Thursday 30 December 2021

Bible Book:

‘Here am I and the children whom God has given me.’ (v. 13)

Hebrews 2:10-18 Thursday 30 December 2021

Psalm  117


The writer of the Hebrews is using the Bible in a way that we may find odd, the chosen section of the passage is from the Book of Isaiah in the Old Testament. Because the writer of the letter to the Hebrews believed that Isaiah was speaking of Jesus, the writer of Hebrews put those words into the mouth of Jesus, making them words, he believed, Jesus would say. We may not use the Bible in such a way today, but we need to be aware that is how it is being used – these are not words of Jesus as we see in the gospels, they are prophetic words spoken by Isaiah that the writer of the Hebrews believes to be fulfilled in Jesus and therefore they can be used as if they were Jesus' words.

 This passage reminds us that the Christmas narrative is not simply an interesting story, a quaint historical footnote. The coming of Jesus into the world at Christmas carries a purpose and that purpose is to point us to God’s desire to bring redemption and forgiveness into the world.
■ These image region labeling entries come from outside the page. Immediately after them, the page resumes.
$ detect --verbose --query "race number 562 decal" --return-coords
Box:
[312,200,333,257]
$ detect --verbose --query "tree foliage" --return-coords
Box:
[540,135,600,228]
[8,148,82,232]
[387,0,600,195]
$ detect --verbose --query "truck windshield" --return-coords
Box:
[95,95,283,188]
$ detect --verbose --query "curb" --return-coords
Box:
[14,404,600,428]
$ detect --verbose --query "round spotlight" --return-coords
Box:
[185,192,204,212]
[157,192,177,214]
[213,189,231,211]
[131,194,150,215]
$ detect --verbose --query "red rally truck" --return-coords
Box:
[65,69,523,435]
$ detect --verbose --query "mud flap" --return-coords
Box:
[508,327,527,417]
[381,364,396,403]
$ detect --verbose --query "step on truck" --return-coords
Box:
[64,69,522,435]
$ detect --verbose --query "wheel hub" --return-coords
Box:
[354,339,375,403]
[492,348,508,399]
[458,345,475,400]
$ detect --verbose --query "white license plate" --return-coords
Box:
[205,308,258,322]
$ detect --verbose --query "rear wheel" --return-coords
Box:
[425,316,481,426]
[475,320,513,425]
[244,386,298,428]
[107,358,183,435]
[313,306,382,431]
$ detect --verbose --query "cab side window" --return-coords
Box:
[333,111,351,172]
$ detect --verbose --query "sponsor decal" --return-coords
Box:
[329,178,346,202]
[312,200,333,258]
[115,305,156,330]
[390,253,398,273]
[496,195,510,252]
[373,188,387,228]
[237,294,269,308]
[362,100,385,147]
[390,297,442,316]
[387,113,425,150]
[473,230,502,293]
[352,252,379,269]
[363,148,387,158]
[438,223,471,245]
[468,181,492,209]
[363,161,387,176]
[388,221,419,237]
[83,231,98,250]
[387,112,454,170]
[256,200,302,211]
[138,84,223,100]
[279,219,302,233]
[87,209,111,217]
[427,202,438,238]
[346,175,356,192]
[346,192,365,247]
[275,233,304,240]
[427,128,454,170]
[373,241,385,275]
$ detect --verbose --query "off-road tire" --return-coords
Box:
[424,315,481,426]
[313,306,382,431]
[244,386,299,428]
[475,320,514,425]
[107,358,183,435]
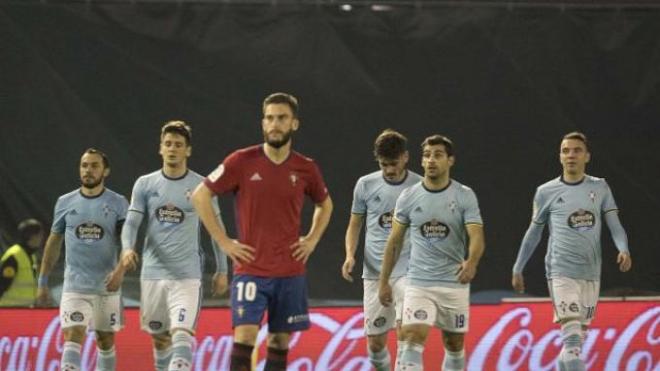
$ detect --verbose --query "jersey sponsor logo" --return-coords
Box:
[2,267,16,278]
[75,222,105,242]
[413,309,429,321]
[156,204,186,224]
[286,314,309,323]
[69,312,85,322]
[419,219,449,240]
[207,164,225,183]
[378,211,393,229]
[567,209,596,231]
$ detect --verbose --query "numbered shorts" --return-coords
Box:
[140,278,202,334]
[402,285,470,333]
[60,292,124,332]
[363,277,406,335]
[548,277,600,326]
[231,274,310,333]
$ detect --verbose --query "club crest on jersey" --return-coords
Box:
[102,204,110,218]
[568,209,596,231]
[75,221,105,242]
[156,203,185,224]
[378,211,392,229]
[419,219,449,241]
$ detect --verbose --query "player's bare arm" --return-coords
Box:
[191,183,255,264]
[290,195,333,263]
[378,219,408,307]
[457,224,486,283]
[36,232,64,306]
[341,214,364,282]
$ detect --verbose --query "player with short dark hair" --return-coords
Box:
[342,129,421,371]
[38,148,128,371]
[511,132,632,371]
[378,135,484,371]
[193,93,332,371]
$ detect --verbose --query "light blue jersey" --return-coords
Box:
[351,171,422,279]
[122,170,226,280]
[51,188,128,294]
[395,180,483,287]
[515,175,617,280]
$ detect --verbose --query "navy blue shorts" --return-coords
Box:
[231,274,309,333]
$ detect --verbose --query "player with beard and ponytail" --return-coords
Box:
[192,93,332,370]
[37,148,128,371]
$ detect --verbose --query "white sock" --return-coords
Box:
[61,341,81,371]
[96,345,116,371]
[442,348,465,371]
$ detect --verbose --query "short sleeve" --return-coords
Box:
[305,162,328,204]
[394,188,411,225]
[204,152,241,194]
[128,178,147,214]
[50,198,66,234]
[532,189,548,224]
[462,188,483,224]
[351,178,367,215]
[601,180,619,213]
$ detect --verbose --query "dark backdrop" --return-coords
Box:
[0,2,660,299]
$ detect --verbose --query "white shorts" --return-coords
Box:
[140,278,202,334]
[402,286,470,333]
[60,292,124,332]
[548,277,600,326]
[363,277,406,335]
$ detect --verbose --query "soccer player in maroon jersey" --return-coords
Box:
[192,93,332,371]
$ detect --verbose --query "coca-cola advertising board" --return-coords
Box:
[0,301,660,371]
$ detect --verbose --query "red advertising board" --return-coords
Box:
[0,301,660,371]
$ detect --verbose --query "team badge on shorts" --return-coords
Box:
[149,321,163,331]
[69,312,85,322]
[374,316,387,327]
[413,309,429,321]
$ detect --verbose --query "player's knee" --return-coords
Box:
[96,331,115,350]
[401,325,428,344]
[62,326,86,344]
[268,332,289,349]
[367,333,387,353]
[442,331,464,352]
[151,333,172,350]
[234,325,260,345]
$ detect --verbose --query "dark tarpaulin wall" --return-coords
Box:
[0,2,660,299]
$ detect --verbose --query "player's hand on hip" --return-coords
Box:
[104,267,124,292]
[378,282,393,307]
[511,273,525,294]
[211,272,229,296]
[616,252,632,272]
[289,237,318,264]
[35,287,52,307]
[220,240,255,265]
[456,260,477,283]
[120,249,140,271]
[341,257,355,282]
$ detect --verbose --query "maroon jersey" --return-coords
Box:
[204,145,328,277]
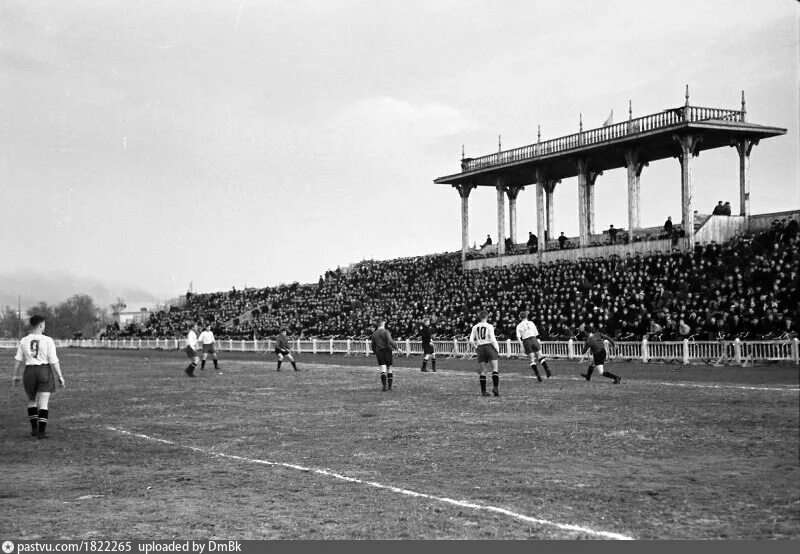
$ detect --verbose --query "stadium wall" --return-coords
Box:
[750,210,800,233]
[0,338,800,366]
[464,239,673,270]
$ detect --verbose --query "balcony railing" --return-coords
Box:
[461,106,744,172]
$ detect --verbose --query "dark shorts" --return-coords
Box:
[22,364,56,402]
[478,344,500,363]
[522,337,542,354]
[375,348,392,367]
[592,350,606,365]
For the writer of the letter to the Hebrews the incarnation, where we believe God became human, is an essential part of the Christian spiritual experience. Because Jesus was fully human, he was able to experience suffering and this suffering leads to our being forgiven by God in one sense, but also allows Jesus to be in solidarity with those who are being tested and feel themselves to suffering, so we never need to believe ourselves to be alone and isolated.


To Ponder:

  • Reading this verse from Hebrews, it could seem that only a few – the ones given to Jesus – are saved. Does this reflect human freedom to choose, or God limiting the numbers of those whom he calls?
  •  In what ways can we say suffering is redemptive? Does this mean we can leave people in suffering because it may be a good thing?